My suggestion to you would be to not drive by the house anymore (unless, of course, you have to go that way for work, shopping, etc.). The dream is not over forever; it's just been put on hold for a while for reasons only God knows right now. But that's okay. A famous pastor always says that God is working "behind the scenes", and even though we can't see what He's doing or understand it, He's got it all figured out already.

I believe that the seed of desire for that house was planted in you for a reason. But maybe your "soil" isn't ready for that seed yet, and you have to cultivate it and fertilize it so that the seed has the right environment to grow in. Maybe there are some rocks and debris that you have to get rid of first...then, in time, the soil will be ready for your seed to grow and you will reap your harvest!

B.S. said...

Dear Lisa,

Your words are consoling- thank you. And I'm glad you haven't fallen off the earth!

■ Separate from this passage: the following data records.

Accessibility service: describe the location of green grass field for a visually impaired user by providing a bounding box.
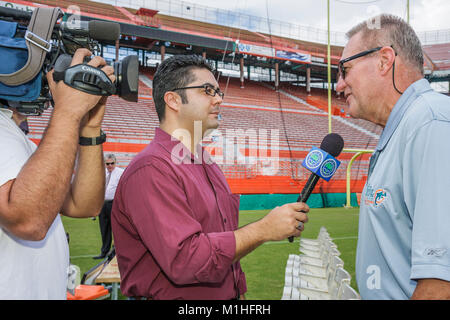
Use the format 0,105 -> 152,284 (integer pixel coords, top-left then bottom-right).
63,208 -> 359,300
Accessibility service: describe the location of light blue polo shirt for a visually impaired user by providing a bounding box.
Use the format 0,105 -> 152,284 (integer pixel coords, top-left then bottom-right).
356,79 -> 450,299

I think you're right- I shouldn't drive by anymore. I'm having trouble letting go because that was the last house on the urban park that would have been affordable for me, but there's that lie again! It WASN'T affordable for me.

Thank you for checking in!

Hugs,
Betty

Constance said...

Betty,
your last paragraph mirrored completely how I felt recently about not beig able to move to a small one-story in Carmel, CA.

One day, maybe, my dream will come true -- and yours too. One day...

B.S. said...

Dear Annie,

I'm so sorry to hear that you too have gone through this. And in Carmel, no less....let's not give up our dreams.